April 11, 2023
By Kevin Glew
Cooperstowners in Canada
Former Toronto Blue Jays first baseman Fred McGriff, who was elected to the National Baseball Hall of Fame in December, will throw out the ceremonial first pitch prior to the Toronto Blue Jays’ home opener against the Detroit Tigers at Rogers Centre on Tuesday night.
“I’m excited to join all you guys in Toronto tomorrow to throw out the first pitch,” McGriff said in a video posted on Blue Jays’ social media. “I mean, Toronto is where it all started for me back in 1986.”
McGriff was unanimously elected (receiving 16 of a possible 16 votes) to the Cooperstown shrine by the Contemporary Baseball Era Players Committee in December.
Born in Tampa, Fla., on October 31, 1963, McGriff wasn’t exactly a blue-chip prospect out of high school. The New York Yankees selected him in the ninth round of the 1981 draft.
On December 9, 1982, in one of legendary Blue Jays GM Pat Gillick’s most astute trades, he managed to pry McGriff, along with outfielder Dave Collins, right-hander Mike Morgan and cash away from the New York Yankees for reliever Dale Murray and third baseman Tom Dodd.
McGriff then rose through the ranks in the Blue Jays’ organization and made his big league debut in 1986. He had his first 20-home run season the following year and his first 30-homer campaign in 1988 before topping the American League with 36 round-trippers in 1989.
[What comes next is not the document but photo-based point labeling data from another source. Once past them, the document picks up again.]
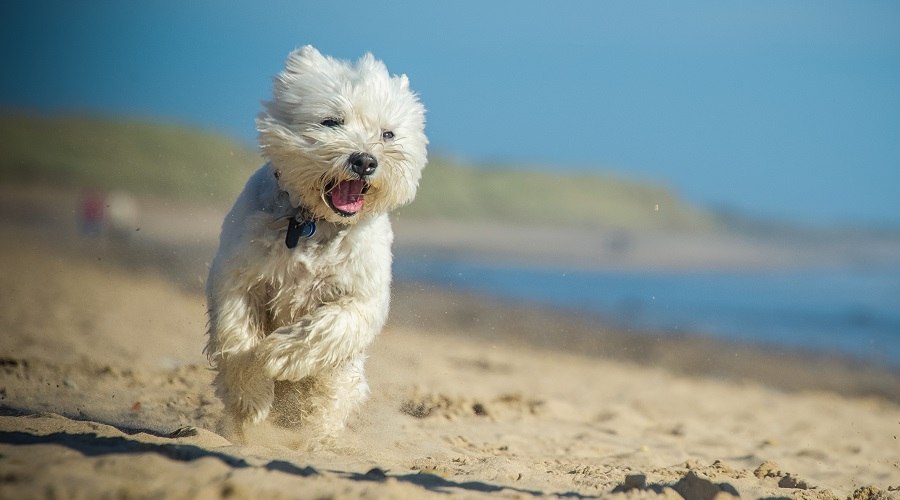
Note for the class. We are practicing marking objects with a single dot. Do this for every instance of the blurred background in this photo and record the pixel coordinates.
(727, 170)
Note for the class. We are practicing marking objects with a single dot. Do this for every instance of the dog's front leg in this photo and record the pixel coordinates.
(325, 339)
(234, 338)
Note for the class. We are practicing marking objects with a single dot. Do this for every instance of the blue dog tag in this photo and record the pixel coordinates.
(299, 229)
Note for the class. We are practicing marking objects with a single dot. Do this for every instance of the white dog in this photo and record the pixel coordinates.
(300, 285)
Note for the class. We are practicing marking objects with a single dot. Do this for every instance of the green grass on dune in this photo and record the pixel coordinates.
(184, 163)
(140, 156)
(534, 197)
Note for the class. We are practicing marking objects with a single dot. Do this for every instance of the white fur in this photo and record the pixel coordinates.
(288, 327)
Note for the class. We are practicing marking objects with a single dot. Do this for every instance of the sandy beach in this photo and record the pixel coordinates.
(105, 393)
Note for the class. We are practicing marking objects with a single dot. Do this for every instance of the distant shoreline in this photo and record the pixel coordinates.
(177, 240)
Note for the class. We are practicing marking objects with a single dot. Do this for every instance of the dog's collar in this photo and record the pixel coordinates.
(300, 222)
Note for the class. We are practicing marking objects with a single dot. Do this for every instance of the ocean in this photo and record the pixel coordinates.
(851, 311)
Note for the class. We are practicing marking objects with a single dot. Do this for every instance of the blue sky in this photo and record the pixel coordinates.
(776, 109)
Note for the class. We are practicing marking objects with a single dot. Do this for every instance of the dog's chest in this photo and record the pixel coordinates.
(315, 273)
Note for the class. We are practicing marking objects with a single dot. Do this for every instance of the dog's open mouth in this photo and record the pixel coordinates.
(346, 198)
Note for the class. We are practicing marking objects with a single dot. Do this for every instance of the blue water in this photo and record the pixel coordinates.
(851, 311)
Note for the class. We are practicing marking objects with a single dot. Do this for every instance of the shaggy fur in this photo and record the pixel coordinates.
(288, 327)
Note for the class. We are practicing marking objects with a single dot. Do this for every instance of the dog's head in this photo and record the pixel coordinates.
(345, 139)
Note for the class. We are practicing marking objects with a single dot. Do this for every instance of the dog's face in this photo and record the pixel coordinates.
(345, 139)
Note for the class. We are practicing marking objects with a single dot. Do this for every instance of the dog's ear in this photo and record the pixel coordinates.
(303, 58)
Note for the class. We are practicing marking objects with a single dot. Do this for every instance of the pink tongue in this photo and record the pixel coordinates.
(347, 196)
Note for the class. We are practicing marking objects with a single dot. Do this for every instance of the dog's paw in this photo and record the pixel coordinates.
(255, 402)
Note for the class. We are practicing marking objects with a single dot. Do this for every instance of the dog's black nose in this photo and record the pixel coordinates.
(363, 164)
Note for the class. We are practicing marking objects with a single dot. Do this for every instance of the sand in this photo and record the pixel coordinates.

In all, in parts of five seasons with the Blue Jays, McGriff belted 125 home runs and batted .278 with a .389 on-base percentage (OBP) and a .530 slugging percentage, good for .919 on-base plus slugging percentage (OPS). Those final three stats are the best he had with any of the six clubs he played with during his 19-year big league career.
His three straight 30-homer seasons with the Blue Jays were part of a stretch of seven consecutive 30-home run seasons he had from 1988 to 1994.
On December 5, 1990, McGriff was famously traded to the San Diego Padres by the Blue Jays, along with Tony Fernandez for Joe Carter and Roberto Alomar.
From there, the 6-foot-3, 200-pound first baseman continued to be a power threat for the Padres, Atlanta Braves, Tampa Bay Rays, Chicago Cubs and Los Angeles Dodgers. In his 19 major league seasons, he had 10, 30-home runs campaigns, but never clubbed more than 37 in a season. He also registered 90 or more RBIs in 12 seasons. He finished his career with 493 home runs, which ranks 29th all-time.
Despite his success with the Blue Jays to start his career and a World Series ring with the Atlanta Braves in 1995, McGriff has opted for a blank cap on his National Baseball Hall of Fame plaque.
McGriff will deliver his induction speech at a ceremony in Cooperstown on July 23.
McGriff Milestones as a Blue Jay:
First hit – May 18, 1986 – He singled to left off Cleveland right-hander Don Schulze in the third inning in a Blue Jays’ 10-2 win
First Home Run – Apr. 17, 1987 – A three-run home run in the fifth inning off Red Sox righty Bob Stanley in a Blue Jays’ 10-5 win.
50th Home Run – Aug. 24, 1988 – A two-run homer off White Sox righty Barry Jones in the ninth in a Blue Jays’ 6-4 loss.
First Home Run in SkyDome history – June 5, 1989 – He belted a two-run home run off Brewers righty Don August in the second inning for the first home run in SkyDome history. The Brewers won 5-3.
100th Home Run – June 7, 1990 – A two-run home run off Twins righty Tim Drummond in the fifth inning of a Blue Jays’ 10-3 win.
Thanks for the great blog on Fred McGriff.
Thank you for reading and for your support.
Great info about Fred. Thanks Kevin. I like best that he is always smiling!
I love that photo of him and Vlad Guerrero Jr. That’s a keeper. Thanks for your comment.